Magielski Jan H, Ruggiero Sarah M, Xian Julie, Parthasarathy Shridhar, Galer Peter D, Ganesan Shiva, Back Amanda, McKee Jillian L, McSalley Ian, Gonzalez Alexander K, Morgan Angela, Donaher Joseph, Helbig Ingo
Division of Neurology, Children's Hospital of Philadelphia, Philadelphia, PA 19104, USA.
The Epilepsy NeuroGenetics Initiative (ENGIN), Children's Hospital of Philadelphia, Philadelphia, PA 19104, USA.
Brain. 2025 Feb 3;148(2):663-674. doi: 10.1093/brain/awae264.
Speech and language disorders are known to have a substantial genetic contribution. Although frequently examined as components of other conditions, research on the genetic basis of linguistic differences as separate phenotypic subgroups has been limited so far. Here, we performed an in-depth characterization of speech and language disorders in 52 143 individuals, reconstructing clinical histories using a large-scale data-mining approach of the electronic medical records from an entire large paediatric healthcare network. The reported frequency of these disorders was the highest between 2 and 5 years old and spanned a spectrum of 26 broad speech and language diagnoses. We used natural language processing to assess the degree to which clinical diagnoses in full-text notes were reflected in ICD-10 diagnosis codes. We found that aphasia and speech apraxia could be retrieved easily through ICD-10 diagnosis codes, whereas stuttering as a speech phenotype was coded in only 12% of individuals through appropriate ICD-10 codes. We found significant comorbidity of speech and language disorders in neurodevelopmental conditions (30.31%) and, to a lesser degree, with epilepsies (6.07%) and movement disorders (2.05%). The most common genetic disorders retrievable in our analysis of electronic medical records were STXBP1 (n = 21), PTEN (n = 20) and CACNA1A (n = 18). When assessing associations of genetic diagnoses with specific linguistic phenotypes, we observed associations of STXBP1 and aphasia (P = 8.57 × 10-7, 95% confidence interval = 18.62-130.39) and MYO7A with speech and language development delay attributable to hearing loss (P = 1.24 × 10-5, 95% confidence interval = 17.46-infinity). Finally, in a sub-cohort of 726 individuals with whole-exome sequencing data, we identified an enrichment of rare variants in neuronal receptor pathways, in addition to associations of UQCRC1 and KIF17 with expressive aphasia, MROH8 and BCHE with poor speech, and USP37, SLC22A9 and UMODL1 with aphasia. In summary, our study outlines the landscape of paediatric speech and language disorders, confirming the phenotypic complexity of linguistic traits and novel genotype-phenotype associations. Subgroups of paediatric speech and language disorders differ significantly with respect to the composition of monogenic aetiologies.

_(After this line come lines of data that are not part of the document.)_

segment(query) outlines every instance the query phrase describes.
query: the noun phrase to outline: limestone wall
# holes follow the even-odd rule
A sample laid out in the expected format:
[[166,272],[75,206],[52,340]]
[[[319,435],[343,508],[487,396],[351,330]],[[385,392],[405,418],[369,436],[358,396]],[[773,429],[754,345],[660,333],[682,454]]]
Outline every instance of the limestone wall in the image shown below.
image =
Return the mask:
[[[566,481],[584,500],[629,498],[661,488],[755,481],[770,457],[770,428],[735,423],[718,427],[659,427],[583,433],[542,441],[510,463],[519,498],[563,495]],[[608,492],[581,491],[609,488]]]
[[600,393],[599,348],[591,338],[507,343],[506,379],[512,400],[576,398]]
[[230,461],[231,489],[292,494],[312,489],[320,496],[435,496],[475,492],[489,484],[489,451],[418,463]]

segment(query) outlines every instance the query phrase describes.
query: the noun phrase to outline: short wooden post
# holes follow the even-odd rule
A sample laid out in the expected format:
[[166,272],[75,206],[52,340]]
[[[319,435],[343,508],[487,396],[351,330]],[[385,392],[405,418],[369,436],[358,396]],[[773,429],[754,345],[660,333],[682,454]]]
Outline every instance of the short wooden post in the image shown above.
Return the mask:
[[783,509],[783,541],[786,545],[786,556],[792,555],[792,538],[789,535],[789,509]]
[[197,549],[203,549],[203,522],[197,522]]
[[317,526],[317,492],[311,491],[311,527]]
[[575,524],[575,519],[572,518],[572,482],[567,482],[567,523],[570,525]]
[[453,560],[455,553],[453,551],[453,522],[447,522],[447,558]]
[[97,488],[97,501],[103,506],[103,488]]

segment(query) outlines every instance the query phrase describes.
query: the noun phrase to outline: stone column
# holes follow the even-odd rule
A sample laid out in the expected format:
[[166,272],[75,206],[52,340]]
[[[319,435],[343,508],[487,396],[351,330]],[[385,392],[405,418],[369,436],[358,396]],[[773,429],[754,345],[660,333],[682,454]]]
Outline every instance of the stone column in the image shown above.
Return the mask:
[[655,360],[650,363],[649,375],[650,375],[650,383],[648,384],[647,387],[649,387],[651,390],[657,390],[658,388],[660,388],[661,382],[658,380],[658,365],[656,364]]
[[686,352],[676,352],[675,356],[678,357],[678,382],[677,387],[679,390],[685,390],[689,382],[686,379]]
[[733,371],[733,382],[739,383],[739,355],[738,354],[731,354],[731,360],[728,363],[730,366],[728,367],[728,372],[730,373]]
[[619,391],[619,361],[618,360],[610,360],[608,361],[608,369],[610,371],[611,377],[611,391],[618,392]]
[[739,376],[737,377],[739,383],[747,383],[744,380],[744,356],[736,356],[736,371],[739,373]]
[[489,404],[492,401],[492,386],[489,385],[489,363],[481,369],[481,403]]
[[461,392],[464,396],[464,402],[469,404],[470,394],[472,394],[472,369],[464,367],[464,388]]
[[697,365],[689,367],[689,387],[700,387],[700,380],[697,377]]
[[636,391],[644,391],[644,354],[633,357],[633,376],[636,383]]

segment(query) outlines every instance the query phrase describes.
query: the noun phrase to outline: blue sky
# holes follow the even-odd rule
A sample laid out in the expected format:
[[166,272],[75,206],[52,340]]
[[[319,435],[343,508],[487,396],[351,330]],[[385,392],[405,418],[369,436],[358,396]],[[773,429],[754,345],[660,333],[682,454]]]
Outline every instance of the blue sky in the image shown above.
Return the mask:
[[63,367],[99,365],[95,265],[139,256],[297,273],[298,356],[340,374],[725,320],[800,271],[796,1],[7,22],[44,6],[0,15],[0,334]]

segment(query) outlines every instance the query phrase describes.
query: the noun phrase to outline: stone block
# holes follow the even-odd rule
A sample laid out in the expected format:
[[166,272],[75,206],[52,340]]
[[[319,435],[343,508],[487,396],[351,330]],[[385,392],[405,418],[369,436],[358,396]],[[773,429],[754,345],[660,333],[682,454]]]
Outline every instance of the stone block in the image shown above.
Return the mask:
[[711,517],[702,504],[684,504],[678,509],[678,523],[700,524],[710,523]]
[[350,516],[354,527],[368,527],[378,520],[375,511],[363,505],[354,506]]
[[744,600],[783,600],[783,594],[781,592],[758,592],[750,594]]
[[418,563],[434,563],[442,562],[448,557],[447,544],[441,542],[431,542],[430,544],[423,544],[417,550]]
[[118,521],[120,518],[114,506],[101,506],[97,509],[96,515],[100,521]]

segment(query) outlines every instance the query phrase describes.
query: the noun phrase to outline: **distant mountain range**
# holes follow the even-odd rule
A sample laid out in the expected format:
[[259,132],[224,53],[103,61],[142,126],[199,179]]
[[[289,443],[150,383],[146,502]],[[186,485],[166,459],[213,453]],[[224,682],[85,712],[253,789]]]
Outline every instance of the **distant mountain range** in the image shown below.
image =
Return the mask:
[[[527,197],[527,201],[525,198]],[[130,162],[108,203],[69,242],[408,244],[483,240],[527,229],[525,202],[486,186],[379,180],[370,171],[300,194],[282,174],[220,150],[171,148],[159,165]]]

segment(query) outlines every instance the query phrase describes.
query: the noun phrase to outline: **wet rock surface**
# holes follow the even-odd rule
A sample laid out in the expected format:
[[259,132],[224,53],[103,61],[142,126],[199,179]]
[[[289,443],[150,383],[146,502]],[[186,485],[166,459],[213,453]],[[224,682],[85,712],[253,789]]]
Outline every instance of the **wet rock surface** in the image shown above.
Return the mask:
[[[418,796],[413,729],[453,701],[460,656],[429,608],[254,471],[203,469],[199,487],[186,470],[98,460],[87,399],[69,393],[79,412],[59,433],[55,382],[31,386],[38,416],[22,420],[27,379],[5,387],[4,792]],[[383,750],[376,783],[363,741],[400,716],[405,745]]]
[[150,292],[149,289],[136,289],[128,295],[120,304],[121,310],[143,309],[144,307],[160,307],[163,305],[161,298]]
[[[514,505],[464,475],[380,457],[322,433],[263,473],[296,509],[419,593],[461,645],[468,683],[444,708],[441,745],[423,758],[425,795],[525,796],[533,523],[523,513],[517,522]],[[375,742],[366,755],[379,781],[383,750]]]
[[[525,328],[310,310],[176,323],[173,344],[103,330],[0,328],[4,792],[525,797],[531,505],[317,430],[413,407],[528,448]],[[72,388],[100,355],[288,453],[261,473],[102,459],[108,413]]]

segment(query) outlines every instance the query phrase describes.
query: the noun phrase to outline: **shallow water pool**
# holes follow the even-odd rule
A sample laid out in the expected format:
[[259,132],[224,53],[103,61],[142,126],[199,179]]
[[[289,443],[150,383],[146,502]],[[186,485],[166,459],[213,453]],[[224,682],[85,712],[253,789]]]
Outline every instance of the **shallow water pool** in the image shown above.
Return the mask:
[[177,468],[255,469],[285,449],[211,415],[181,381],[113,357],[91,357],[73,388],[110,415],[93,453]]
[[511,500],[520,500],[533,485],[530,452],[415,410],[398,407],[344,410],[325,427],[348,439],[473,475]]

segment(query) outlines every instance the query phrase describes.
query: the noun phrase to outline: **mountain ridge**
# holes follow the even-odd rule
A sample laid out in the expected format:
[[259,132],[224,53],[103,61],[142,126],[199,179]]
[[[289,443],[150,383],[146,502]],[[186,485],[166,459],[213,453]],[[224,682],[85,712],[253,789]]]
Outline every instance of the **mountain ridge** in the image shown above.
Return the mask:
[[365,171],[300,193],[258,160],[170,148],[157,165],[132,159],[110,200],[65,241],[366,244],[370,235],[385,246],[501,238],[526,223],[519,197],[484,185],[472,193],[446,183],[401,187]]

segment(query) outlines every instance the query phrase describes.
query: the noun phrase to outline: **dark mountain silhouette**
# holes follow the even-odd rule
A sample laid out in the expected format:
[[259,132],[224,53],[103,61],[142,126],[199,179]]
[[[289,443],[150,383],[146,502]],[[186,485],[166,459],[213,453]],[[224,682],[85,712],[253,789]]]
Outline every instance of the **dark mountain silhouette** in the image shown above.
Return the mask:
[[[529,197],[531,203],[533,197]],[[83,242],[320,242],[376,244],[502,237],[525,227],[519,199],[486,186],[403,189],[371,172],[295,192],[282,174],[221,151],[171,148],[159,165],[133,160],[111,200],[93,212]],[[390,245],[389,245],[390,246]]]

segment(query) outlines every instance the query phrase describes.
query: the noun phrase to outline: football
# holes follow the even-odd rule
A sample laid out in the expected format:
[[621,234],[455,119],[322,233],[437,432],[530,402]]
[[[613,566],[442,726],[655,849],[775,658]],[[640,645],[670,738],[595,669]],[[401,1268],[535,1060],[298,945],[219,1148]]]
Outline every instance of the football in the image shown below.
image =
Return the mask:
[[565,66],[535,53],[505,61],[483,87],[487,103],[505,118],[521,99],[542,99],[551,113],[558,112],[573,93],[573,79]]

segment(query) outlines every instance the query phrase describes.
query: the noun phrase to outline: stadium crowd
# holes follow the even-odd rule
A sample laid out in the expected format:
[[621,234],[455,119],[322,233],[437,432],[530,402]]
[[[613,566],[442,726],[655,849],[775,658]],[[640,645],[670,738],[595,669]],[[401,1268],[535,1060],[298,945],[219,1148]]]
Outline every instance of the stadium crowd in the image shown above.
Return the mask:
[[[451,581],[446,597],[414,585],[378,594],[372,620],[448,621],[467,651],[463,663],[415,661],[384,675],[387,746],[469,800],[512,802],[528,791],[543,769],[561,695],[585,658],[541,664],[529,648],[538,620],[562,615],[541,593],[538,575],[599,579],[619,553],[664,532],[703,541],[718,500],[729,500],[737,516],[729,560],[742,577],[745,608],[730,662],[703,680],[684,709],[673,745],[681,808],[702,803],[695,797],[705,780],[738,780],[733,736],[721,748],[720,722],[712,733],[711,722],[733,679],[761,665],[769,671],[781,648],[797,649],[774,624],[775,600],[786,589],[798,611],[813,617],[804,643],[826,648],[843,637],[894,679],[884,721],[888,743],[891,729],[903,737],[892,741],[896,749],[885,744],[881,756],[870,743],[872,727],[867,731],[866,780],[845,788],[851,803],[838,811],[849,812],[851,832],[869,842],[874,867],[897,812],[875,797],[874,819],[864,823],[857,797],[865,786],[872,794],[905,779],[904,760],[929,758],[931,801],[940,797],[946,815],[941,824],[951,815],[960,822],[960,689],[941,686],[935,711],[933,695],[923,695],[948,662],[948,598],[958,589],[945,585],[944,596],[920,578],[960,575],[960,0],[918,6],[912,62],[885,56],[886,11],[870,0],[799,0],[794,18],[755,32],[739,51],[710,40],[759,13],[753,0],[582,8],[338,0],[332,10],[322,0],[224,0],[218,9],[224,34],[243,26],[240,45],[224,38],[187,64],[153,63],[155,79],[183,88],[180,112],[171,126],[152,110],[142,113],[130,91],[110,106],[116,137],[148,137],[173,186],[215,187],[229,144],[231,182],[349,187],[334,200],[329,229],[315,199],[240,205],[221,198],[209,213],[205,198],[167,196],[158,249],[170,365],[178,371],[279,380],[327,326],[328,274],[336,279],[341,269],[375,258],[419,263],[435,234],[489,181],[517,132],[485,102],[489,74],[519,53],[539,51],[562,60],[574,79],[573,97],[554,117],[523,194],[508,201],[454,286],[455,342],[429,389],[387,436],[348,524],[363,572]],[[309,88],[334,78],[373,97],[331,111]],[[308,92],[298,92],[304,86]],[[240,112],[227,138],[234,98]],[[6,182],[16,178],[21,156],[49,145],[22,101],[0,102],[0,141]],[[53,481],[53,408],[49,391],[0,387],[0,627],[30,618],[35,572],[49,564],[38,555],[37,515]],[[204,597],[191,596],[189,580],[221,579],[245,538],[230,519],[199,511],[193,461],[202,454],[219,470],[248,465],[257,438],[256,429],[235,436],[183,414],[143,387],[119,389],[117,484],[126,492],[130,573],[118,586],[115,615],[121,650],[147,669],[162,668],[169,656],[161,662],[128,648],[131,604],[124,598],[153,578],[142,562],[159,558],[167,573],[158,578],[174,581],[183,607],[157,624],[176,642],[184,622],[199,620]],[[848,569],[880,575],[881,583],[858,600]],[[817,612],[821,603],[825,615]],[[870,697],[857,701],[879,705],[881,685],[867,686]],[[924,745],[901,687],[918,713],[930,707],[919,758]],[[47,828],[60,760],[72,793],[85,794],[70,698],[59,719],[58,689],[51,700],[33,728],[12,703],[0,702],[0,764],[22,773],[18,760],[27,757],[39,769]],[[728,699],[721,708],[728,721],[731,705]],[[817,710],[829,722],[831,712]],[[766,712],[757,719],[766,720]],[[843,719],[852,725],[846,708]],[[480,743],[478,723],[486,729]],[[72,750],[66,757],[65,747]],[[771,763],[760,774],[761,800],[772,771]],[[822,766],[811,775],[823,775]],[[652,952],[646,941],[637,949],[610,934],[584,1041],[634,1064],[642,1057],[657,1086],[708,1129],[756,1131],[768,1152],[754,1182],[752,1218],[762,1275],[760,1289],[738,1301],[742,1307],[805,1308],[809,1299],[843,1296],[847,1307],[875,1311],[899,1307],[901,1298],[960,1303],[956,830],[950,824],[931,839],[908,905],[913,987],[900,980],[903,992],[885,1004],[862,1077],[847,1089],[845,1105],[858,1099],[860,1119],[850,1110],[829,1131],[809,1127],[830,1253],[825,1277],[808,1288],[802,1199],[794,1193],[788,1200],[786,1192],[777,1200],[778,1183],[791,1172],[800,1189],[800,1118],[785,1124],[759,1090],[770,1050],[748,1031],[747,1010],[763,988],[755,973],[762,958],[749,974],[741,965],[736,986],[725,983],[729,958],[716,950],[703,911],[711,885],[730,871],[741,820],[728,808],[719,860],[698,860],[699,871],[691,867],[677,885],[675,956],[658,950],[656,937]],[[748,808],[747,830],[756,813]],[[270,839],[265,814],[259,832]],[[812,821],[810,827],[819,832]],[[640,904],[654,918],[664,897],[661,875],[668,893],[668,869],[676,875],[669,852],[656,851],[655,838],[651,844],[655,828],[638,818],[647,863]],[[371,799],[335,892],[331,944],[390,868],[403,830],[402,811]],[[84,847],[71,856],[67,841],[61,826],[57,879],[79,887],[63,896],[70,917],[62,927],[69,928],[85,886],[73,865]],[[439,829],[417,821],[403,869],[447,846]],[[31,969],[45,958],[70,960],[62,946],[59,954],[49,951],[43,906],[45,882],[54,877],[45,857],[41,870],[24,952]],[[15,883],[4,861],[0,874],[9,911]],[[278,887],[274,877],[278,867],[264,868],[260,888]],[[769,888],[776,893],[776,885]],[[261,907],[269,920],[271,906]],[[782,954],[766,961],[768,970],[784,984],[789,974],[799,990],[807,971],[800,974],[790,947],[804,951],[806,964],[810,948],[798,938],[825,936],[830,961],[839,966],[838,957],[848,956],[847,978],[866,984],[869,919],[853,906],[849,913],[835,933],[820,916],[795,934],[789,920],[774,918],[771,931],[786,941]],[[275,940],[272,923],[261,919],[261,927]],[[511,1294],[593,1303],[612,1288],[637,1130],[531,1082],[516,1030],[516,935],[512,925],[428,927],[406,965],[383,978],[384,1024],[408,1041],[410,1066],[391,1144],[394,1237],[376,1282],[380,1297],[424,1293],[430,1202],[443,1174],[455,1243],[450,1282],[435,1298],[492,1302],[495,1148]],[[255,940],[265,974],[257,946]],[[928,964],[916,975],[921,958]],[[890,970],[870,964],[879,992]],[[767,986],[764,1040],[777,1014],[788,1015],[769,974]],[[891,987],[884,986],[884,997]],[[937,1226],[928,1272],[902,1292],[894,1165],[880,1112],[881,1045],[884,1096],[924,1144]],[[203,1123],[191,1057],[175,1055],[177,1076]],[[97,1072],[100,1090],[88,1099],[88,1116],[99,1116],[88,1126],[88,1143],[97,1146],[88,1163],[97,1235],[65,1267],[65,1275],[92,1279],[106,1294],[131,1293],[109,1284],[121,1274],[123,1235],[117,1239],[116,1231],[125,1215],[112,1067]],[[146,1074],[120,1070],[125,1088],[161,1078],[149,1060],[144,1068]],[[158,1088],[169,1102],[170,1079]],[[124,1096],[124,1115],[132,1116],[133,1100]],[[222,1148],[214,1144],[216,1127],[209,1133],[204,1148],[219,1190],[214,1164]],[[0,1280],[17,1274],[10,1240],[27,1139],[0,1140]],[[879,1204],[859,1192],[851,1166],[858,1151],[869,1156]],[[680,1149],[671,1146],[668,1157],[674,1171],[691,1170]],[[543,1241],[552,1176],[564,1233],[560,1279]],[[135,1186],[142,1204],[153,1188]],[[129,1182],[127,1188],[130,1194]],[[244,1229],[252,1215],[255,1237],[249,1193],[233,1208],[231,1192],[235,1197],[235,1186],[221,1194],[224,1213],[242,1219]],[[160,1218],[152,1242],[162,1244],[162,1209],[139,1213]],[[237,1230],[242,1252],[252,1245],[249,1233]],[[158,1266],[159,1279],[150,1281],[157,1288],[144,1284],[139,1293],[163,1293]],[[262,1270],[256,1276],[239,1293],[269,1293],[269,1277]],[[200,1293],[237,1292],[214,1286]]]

已知言语和语言障碍有很大的遗传因素。尽管这些障碍常作为其他病症的组成部分进行研究,但迄今为止,将语言差异作为单独表型亚组的遗传基础研究仍很有限。在此,我们对52143名个体的言语和语言障碍进行了深入表征,采用大规模数据挖掘方法,从一个大型儿科医疗网络的电子病历中重建临床病史。这些障碍的报告发病率在2至5岁之间最高,涵盖了26种广泛的言语和语言诊断。我们使用自然语言处理来评估全文笔记中的临床诊断在国际疾病分类第十版(ICD - 10)诊断代码中的体现程度。我们发现失语症和言语失用症可通过ICD - 10诊断代码轻松检索到,而口吃作为一种言语表型,只有12%的个体通过适当的ICD - 10代码进行编码。我们发现神经发育病症中言语和语言障碍的共病率很高(30.31%),在癫痫(6.07%)和运动障碍(2.05%)中,共病率相对较低。在我们对电子病历的分析中,可检索到的最常见遗传病症是STXBP1(n = 21)、PTEN(n = 20)和CACNA1A(n = 18)。在评估遗传诊断与特定语言表型的关联时,我们观察到STXBP1与失语症的关联(P = 8.57×10 - 7,95%置信区间 = 18.62 - 130.39)以及MYO7A与听力损失导致的言语和语言发育迟缓的关联(P = 1.24×10 - 5,95%置信区间 = 17.46 - 无穷大)。最后,在一个有全外显子测序数据的726名个体的亚组中,我们发现除了UQCRC1和KIF17与表达性失语症、MROH8和BCHE与言语不佳、USP37、SLC22A9和UMODL1与失语症的关联外,神经元受体途径中存在罕见变异的富集。总之,我们的研究概述了儿科言语和语言障碍的情况,证实了语言特征的表型复杂性以及新的基因型 - 表型关联。儿科言语和语言障碍亚组在单基因病因组成方面存在显著差异。